Now, within a week, Disney has reversed its decision to bow to government censorship, restoring Kimmel to the airwaves, thanks to untold numbers who voted with their pocketbooks.
Even right-wing figures like Ted Cruz and Tucker Carlson found FCC Chair Brendan Carr's threat to suspend the broadcast licenses of stations critical of the President too much to stomach. Senator Cruz called the assault on our First Amendment "dangerous as hell."
But it wasn't registered Republicans who brought Disney to its senses. Within a day of Disney CEO Bob Iger's call to pull the plug on Kimmel, the company's stock nosedived, erasing billions of dollars from Disney's value. Google searches for "cancel Disney+" skyrocketed.

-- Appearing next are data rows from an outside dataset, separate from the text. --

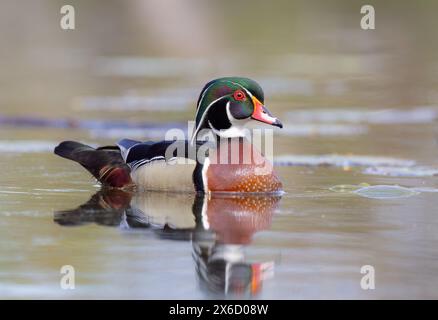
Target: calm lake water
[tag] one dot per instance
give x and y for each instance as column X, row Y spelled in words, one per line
column 357, row 155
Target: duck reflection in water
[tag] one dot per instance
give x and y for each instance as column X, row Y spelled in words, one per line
column 220, row 227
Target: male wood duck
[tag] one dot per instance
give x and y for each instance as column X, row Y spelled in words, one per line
column 225, row 106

Hundreds of Hollywood stars including comics, writers, actors and directors signed an open letter crafted by the ACLU calling it a "dark moment for free speech" in Amerca. And so many angry consumers went online to suspend their subscriptions to Disney, Hulu and ESPN that the website kept crashing.

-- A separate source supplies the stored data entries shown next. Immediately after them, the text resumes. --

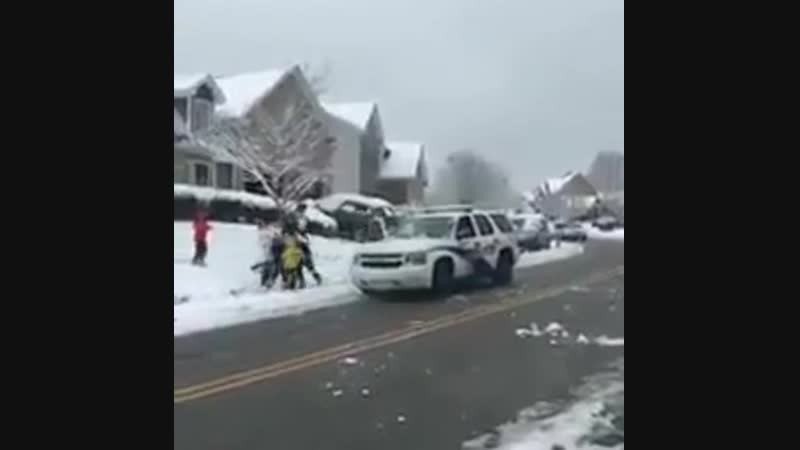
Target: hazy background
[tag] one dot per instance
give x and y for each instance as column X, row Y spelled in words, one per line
column 536, row 85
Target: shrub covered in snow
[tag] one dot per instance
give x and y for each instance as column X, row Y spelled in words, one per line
column 238, row 206
column 224, row 206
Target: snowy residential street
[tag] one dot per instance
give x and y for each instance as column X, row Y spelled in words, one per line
column 532, row 366
column 226, row 292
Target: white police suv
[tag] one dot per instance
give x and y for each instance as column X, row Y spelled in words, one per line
column 435, row 247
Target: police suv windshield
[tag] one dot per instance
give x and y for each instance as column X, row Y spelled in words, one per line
column 436, row 227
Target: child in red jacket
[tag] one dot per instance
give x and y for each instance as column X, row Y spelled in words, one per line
column 201, row 229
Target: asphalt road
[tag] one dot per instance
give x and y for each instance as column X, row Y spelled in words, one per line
column 429, row 389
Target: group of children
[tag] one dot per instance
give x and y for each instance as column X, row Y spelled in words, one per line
column 286, row 251
column 284, row 245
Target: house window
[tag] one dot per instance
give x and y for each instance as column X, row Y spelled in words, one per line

Of course Disney execs said it was all a misunderstanding, that Jimmy's "timing" made his remarks seem "insensitive," and that a cordial conversation resolved everything. FCC hit man Carr said he never threatened anybody. "Move along now, nothing to see here, folks." Pay no attention to that man behind the curtain!

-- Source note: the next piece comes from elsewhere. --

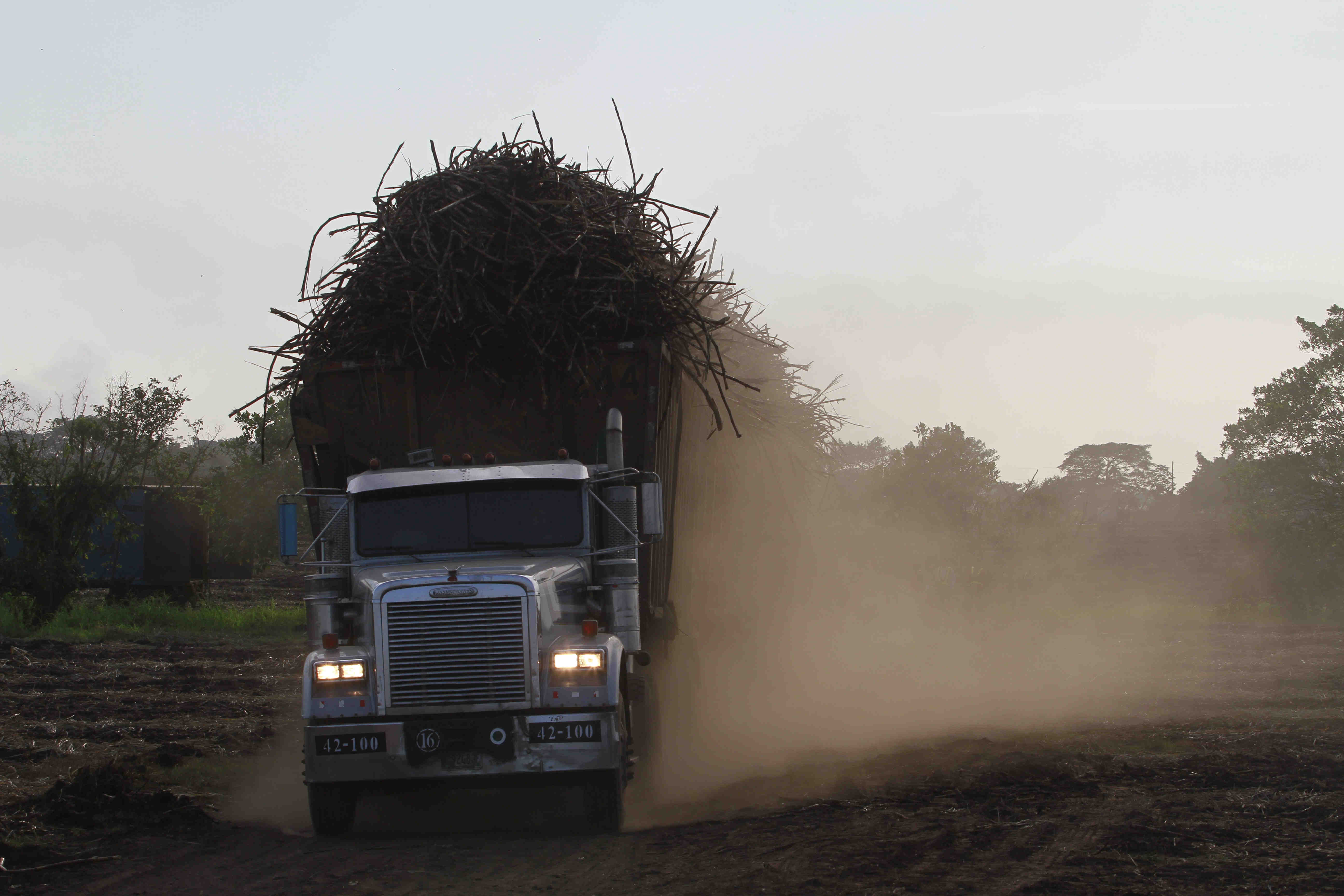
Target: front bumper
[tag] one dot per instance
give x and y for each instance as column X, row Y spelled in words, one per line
column 455, row 747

But the truth is that the America people and the Almighty Dollar had the final say. Disney miscalculated its bottom line, believing that bowing to Trump meant business as usual. Instead, their brand was tarnished, their subscriber base decimated, their revenues headed down the tubes. It turned out that people cared more than Bob Iger suspected about the U.S. Constitution.
Economic boycotts have a long history of bringing results, from the time of the American Revolution (remember the boycott on English tea?) to the boycott of segregated buses in Montgomery, Alabama, that launched the twentieth century's civil rights movement. Billionaires may own the corporations. But with our everyday decisions about where to shop and how to spend our money, We the People have far more political clout that we know.
The battle isn't over. A few ABC stations that are affiliated with Nextstar and Sinclair Broadcasting are still digging in their heels to keep Kimmel off the air.
- If you’re in a Nexstar (map/list here) or Sinclair (map/list here) TV market, call and email them to demand they resist Trump’s trampling of the First Amendment and air Jimmy Kimmel Live! Contact Nexstar here or contact Sinclair here.
Still, lovers of liberty should celebrate and let it be a lesson. Boycotts are a powerful and peaceful weapon in the arsenal of democracy. Not every win will come so quickly. The fight against autocracy promises to be a long struggle. The Montgomery boycott required nine months. The consumer boycott of South Africa needed thirty years to bring apartheid to an end. But when enough people cast a ballot with their dollars, we eventually win.
We are the super heroes we've been waiting for.